Please fill out the fields below so we can help you better. Note: you must provide your domain name to get help. Domain names for issued certificates are all made public in Certificate Transparency logs (e.g. crt.sh | example.com), so withholding your domain name here does not increase secrecy, but only makes it harder for us to provide help.
My domain is:
cloud.randomsource.club/nextcloud
I ran this command:
sudo certbot certonly --manual --preferred-challenges dns
It produced this output:
_acme-challenge.cloud.randomsource.club
_acme-challenge.randomsource.club
My web server is (include version):
nginx/1.18.0
The operating system my web server runs on is (include version):
debian - dietpi 8.5.1
My hosting provider, if applicable, is:
home - cox isp
no port 80 so i created my dns txt
I can login to a root shell on my machine (yes or no, or I don't know):
yes
I'm using a control panel to manage my site (no, or provide the name and version of the control panel):
no
The version of my client is (e.g. output of certbot --version or certbot-auto --version if you're using Certbot):
certbot 1.28.0
That's not using the Certbot files. Did you install the certificate anywhere else? Did you install the cert to begin with?

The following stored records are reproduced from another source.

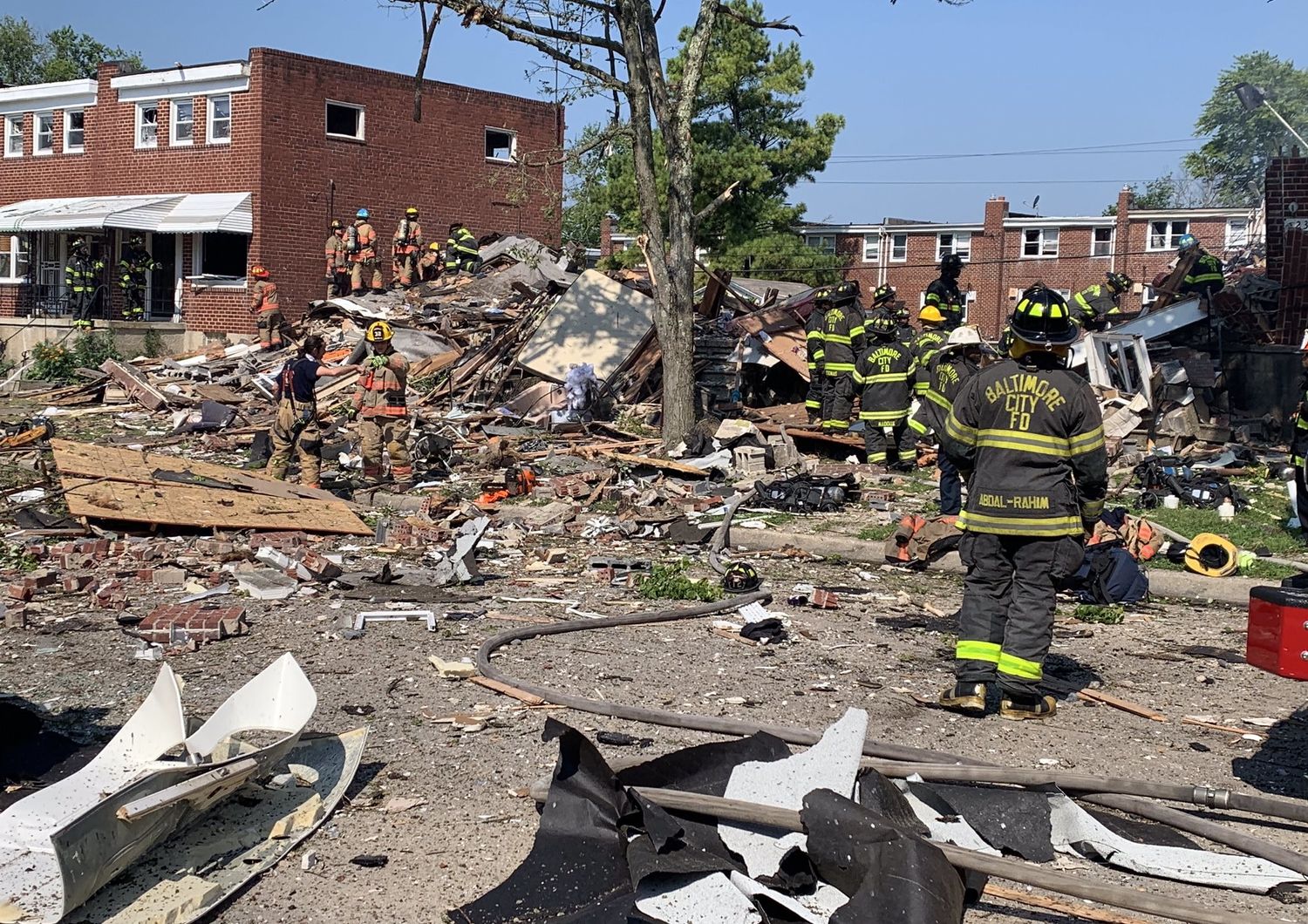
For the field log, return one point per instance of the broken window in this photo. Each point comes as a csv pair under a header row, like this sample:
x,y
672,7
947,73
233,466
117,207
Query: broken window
x,y
75,131
1040,242
146,125
222,254
344,120
44,143
220,119
899,248
1101,242
183,122
13,136
501,146
954,242
1166,234
821,242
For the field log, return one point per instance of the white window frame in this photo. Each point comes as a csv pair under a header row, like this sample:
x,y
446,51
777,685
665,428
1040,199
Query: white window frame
x,y
209,120
10,123
363,117
815,241
173,122
1169,234
139,143
12,276
513,144
70,148
895,248
37,149
1093,242
1043,243
960,243
1242,240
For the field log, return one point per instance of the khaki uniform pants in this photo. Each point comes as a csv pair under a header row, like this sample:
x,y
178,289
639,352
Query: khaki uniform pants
x,y
392,434
292,433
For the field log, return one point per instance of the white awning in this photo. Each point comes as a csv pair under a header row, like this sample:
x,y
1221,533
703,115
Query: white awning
x,y
182,214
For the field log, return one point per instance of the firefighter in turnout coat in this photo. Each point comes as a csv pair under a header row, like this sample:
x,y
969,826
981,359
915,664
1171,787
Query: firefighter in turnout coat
x,y
884,371
842,343
1028,437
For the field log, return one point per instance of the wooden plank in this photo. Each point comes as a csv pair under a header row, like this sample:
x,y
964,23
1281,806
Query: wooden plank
x,y
664,464
119,464
167,503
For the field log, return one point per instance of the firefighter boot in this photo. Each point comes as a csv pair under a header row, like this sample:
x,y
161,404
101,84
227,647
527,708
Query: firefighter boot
x,y
1027,707
964,696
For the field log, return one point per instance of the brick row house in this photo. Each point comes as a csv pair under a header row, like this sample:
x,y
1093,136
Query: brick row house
x,y
220,166
1006,251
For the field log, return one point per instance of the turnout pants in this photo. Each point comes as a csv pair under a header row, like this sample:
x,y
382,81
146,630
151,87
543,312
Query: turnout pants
x,y
884,441
392,434
1007,617
361,269
837,402
296,429
269,329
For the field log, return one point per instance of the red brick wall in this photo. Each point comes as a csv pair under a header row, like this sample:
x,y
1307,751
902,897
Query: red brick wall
x,y
1287,248
280,153
437,165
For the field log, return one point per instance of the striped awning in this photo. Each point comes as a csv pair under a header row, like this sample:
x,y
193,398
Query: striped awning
x,y
180,214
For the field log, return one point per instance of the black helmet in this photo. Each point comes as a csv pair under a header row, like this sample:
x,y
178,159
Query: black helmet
x,y
740,578
883,326
1041,318
844,293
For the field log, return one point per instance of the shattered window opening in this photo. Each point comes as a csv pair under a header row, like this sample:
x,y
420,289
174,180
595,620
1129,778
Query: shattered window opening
x,y
501,146
344,120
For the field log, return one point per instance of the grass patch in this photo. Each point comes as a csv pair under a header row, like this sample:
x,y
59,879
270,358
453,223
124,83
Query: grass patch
x,y
669,581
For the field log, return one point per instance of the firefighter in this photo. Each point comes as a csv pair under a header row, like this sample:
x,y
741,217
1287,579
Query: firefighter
x,y
432,263
926,343
1028,437
361,246
133,275
405,246
1205,276
842,343
297,426
81,279
814,345
460,250
337,262
382,405
266,308
1093,306
957,361
944,293
884,371
1299,444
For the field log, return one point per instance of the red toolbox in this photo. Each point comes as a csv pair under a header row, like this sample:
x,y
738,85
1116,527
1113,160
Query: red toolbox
x,y
1278,631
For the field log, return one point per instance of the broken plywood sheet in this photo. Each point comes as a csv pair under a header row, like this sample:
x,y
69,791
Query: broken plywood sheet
x,y
596,321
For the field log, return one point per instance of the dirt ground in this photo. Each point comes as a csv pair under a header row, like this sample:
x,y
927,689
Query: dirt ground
x,y
875,652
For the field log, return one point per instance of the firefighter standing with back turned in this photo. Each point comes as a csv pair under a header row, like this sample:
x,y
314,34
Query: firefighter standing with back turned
x,y
337,262
1028,436
815,355
382,405
296,426
842,343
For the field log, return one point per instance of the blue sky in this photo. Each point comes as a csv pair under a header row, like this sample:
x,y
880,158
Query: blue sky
x,y
912,78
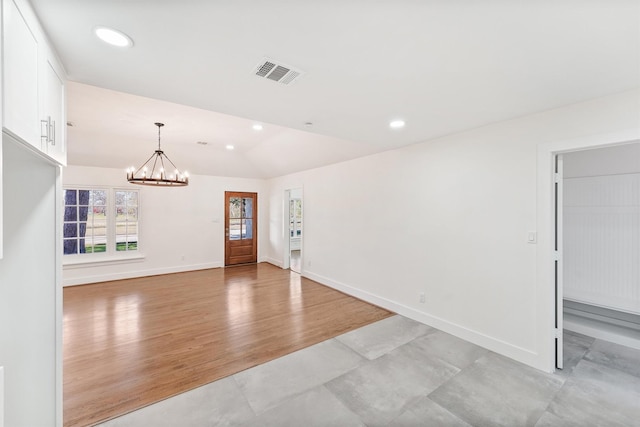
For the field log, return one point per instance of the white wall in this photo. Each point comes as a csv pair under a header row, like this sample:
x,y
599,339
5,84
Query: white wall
x,y
450,218
174,223
29,326
602,227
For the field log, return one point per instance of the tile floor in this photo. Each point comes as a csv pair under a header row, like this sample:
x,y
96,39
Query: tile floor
x,y
397,372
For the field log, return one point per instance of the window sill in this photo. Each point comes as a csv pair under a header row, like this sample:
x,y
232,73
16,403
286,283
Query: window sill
x,y
94,261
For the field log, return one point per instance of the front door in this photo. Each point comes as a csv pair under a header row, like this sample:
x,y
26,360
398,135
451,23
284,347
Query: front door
x,y
241,226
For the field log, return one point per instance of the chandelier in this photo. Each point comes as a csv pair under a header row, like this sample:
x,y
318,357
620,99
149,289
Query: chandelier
x,y
158,170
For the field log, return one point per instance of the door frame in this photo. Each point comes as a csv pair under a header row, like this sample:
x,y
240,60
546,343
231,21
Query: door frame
x,y
254,238
286,232
545,213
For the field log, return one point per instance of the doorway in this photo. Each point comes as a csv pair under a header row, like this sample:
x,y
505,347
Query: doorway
x,y
293,211
601,243
241,228
551,236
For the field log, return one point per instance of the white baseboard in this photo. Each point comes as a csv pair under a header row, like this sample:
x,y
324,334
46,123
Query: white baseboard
x,y
84,280
520,354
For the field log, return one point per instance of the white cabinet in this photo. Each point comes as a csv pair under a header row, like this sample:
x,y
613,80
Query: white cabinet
x,y
20,75
52,116
33,81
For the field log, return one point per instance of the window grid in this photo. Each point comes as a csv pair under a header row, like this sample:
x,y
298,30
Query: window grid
x,y
100,221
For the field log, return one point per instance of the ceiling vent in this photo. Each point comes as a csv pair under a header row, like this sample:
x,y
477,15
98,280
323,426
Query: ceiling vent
x,y
277,71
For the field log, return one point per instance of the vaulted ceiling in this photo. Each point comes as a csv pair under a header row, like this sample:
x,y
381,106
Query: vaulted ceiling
x,y
442,66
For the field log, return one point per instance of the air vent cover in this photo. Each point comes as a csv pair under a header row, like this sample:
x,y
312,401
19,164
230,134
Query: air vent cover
x,y
277,71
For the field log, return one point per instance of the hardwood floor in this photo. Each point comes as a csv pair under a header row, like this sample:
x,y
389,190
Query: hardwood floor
x,y
133,342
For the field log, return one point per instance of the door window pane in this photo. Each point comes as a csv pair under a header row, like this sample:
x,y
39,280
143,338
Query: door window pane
x,y
247,204
234,229
235,207
247,229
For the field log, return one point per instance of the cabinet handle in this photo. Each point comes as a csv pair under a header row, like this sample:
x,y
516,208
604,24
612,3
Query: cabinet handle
x,y
44,134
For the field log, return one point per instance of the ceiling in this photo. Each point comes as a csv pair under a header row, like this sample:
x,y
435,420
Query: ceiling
x,y
443,66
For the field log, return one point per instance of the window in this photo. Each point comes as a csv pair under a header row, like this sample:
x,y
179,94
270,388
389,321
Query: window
x,y
126,220
295,217
100,221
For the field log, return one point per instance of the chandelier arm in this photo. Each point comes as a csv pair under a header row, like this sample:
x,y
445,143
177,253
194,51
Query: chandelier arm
x,y
163,170
180,180
174,166
155,162
143,165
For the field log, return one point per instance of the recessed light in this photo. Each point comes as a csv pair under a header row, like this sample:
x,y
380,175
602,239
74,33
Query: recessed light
x,y
396,124
113,37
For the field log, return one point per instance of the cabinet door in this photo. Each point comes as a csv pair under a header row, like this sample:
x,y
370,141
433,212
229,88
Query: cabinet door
x,y
20,75
53,107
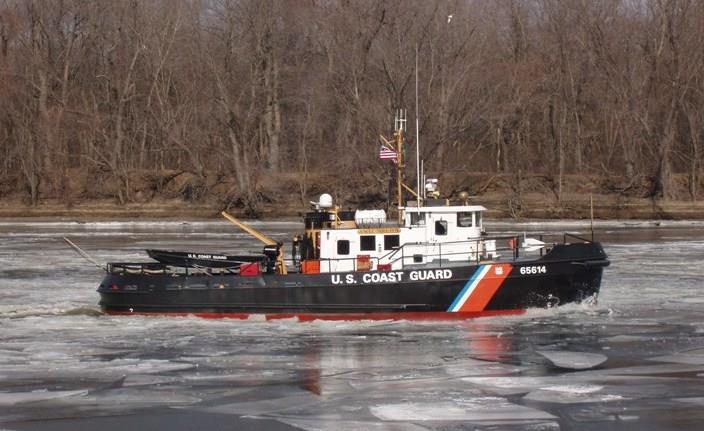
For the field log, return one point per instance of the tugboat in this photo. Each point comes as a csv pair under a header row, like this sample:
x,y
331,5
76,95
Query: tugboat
x,y
434,261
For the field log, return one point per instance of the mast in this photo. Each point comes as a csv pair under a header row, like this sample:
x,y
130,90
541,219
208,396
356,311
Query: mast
x,y
418,174
399,128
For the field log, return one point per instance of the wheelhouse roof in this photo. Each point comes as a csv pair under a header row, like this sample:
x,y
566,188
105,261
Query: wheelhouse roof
x,y
444,209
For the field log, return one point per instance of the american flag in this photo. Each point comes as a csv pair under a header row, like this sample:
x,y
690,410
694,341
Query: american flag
x,y
386,153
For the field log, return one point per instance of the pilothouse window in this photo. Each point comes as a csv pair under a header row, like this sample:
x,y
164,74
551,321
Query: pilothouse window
x,y
417,219
343,247
441,227
464,219
390,242
367,243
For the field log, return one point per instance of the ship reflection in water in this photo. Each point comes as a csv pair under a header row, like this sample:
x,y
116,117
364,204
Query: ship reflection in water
x,y
633,361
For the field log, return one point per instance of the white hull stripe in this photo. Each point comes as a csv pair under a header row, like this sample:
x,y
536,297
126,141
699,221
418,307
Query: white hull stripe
x,y
469,287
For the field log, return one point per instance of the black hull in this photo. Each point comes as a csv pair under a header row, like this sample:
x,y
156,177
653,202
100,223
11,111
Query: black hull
x,y
569,273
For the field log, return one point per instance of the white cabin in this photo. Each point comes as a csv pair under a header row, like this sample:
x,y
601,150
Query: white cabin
x,y
428,235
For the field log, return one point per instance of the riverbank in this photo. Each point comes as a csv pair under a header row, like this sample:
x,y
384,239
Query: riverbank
x,y
532,206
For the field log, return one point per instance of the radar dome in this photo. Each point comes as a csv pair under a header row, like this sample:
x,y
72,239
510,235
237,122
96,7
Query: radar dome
x,y
325,201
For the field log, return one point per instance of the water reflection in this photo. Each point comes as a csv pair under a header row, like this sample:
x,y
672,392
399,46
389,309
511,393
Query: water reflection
x,y
541,370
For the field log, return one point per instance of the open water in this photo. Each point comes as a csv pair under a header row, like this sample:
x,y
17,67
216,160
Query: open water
x,y
634,360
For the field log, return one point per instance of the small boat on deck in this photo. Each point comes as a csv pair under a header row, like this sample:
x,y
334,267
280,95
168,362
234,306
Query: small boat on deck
x,y
201,259
434,260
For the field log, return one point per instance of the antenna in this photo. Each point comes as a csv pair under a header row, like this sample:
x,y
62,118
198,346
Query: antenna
x,y
417,138
400,121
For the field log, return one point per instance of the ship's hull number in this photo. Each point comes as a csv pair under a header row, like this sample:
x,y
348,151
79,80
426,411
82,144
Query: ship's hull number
x,y
531,270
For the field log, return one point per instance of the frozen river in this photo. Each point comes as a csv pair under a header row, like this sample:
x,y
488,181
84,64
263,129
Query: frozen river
x,y
635,360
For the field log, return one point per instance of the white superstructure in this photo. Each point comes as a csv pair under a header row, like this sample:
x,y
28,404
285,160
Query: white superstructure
x,y
447,234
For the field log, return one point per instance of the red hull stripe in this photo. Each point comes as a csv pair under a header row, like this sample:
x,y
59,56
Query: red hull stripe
x,y
309,317
480,288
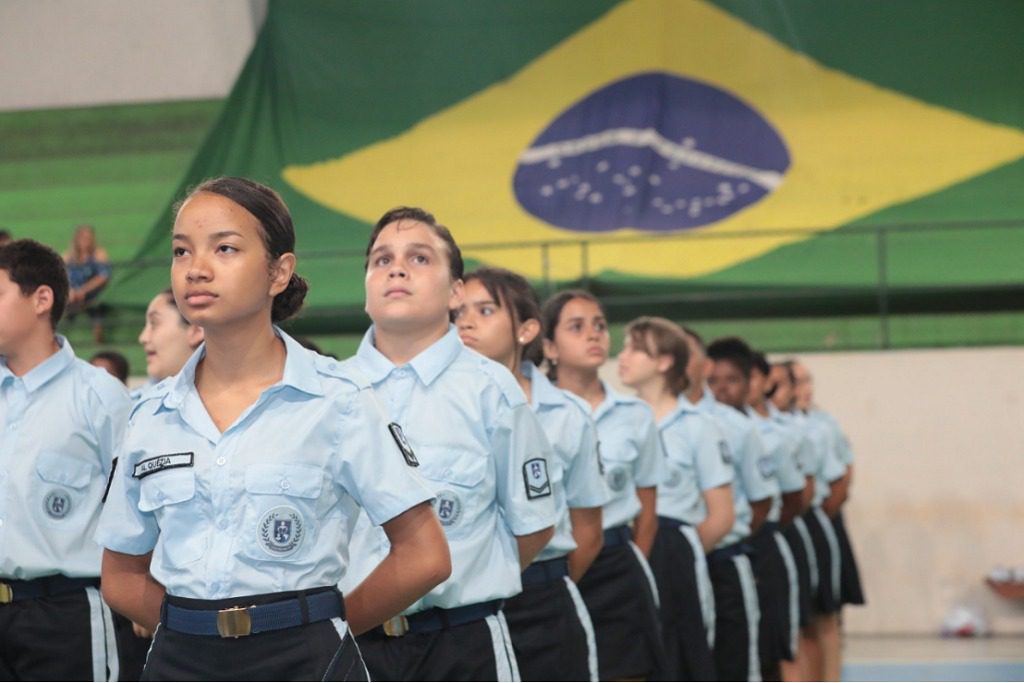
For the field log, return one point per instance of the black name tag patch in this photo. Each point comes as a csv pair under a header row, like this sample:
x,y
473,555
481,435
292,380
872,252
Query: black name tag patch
x,y
160,463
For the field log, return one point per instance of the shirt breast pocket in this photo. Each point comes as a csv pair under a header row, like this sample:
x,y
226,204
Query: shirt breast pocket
x,y
461,496
281,520
62,486
169,496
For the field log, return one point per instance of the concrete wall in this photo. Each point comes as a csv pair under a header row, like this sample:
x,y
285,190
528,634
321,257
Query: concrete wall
x,y
938,497
82,52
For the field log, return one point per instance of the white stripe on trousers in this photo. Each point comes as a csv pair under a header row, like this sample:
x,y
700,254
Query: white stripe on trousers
x,y
705,590
588,626
105,666
812,558
505,662
834,553
650,574
791,570
342,628
753,609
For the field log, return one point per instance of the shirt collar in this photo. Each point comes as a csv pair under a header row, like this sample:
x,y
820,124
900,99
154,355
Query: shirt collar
x,y
428,365
544,392
300,372
45,371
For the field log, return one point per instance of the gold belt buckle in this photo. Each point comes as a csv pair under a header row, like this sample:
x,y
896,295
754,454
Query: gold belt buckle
x,y
396,626
233,623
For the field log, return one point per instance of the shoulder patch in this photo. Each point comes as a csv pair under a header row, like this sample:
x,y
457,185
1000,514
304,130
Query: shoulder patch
x,y
535,475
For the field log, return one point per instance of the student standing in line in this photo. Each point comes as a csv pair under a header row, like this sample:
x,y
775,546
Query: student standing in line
x,y
788,444
229,514
551,630
730,380
619,589
61,421
167,338
736,602
830,493
466,421
694,501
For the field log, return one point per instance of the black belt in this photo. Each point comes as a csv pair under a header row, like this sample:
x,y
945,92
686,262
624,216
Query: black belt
x,y
617,536
235,622
671,522
436,619
13,590
545,571
729,552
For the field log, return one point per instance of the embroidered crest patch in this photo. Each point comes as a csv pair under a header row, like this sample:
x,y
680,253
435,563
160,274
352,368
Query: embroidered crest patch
x,y
448,505
57,504
281,530
535,474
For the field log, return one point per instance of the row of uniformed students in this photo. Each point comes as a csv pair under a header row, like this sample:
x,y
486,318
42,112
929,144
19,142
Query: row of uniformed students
x,y
460,500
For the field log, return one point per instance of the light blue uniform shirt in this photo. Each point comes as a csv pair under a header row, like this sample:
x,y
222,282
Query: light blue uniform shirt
x,y
843,450
266,506
782,444
631,452
577,479
482,453
696,461
826,465
62,422
755,469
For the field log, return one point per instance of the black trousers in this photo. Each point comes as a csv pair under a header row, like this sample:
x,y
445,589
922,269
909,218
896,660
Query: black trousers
x,y
773,598
71,636
736,617
316,651
466,652
548,634
688,657
627,627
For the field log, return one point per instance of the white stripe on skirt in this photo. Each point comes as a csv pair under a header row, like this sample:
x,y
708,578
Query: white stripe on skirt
x,y
705,590
753,609
588,626
834,552
505,662
104,645
812,558
791,570
650,574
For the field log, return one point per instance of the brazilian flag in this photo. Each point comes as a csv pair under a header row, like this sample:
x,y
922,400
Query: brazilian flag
x,y
646,147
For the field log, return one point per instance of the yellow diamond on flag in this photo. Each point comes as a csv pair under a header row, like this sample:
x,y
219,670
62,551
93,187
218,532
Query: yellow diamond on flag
x,y
850,148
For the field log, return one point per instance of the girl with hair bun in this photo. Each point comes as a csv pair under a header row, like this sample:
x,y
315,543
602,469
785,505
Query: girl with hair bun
x,y
227,522
551,631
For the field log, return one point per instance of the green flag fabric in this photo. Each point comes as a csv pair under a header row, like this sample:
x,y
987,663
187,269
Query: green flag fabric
x,y
727,158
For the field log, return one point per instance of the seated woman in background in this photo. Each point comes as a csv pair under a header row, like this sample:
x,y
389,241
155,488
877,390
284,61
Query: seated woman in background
x,y
88,272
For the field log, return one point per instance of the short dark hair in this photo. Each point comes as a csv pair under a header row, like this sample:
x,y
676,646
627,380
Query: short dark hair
x,y
511,291
456,265
658,336
733,349
761,363
31,265
276,229
116,359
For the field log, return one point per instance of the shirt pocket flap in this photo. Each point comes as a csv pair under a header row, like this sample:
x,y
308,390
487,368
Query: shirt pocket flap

The guide you've mentioned is quite brief and lacking details at important steps. Did you use the dietpi-letsencrypt script? I'm assuming you didn't, as you needed to run Certbot manually with the manual plugin.
Also, on another note (and not really related to your current issue, but might be worthwile): I see your DNS provider is Njalla. There is a third party DNS plugin for Njalla available (certbot-dns-njalla · PyPI). Depending on how you installed Certbot (or how your DietPi installed it), you might be able to automate the DNS challenge using that plugin.
So, I just put in the command sudo certbot certonly --manual --preferred-challenges dns, typed my domain again, and it is located at /etc/letsencrypt/renewal/randomsource.club.conf and /etc/letsencrypt/renewal/cloud.randomsource.club.conf
So you only issued the certificate without installing it?
DietPi probably would have handled that for you, but as you had to run Certbot manually, you need to also manually install the certificate into your nginx configuration.
Note that the .conf files are not the certificates, but just renewal configuration files. The files you want to use in nginx are fullchain.pem and privkey.pem in the /etc/letsencrypt/live/ directory.
And it looks like it is encrypted with command sudo certbot --nginx -d randomsource.club -d cloud.randomsource.club, because it deployed the certificate to /etc/nginx/conf.d/cloud.randomsource.club.conf for me.
Hm, so cloud.randomsource.club.conf indeed is completely switched to the nginx plugin. That won't work if your port 80 is blocked.
When the time comes to renew, you should run the initial command again, but with -a manual -i nginx. Or switch to the certbot-dns-njalla plugin and use -a dns-njalla -i nginx.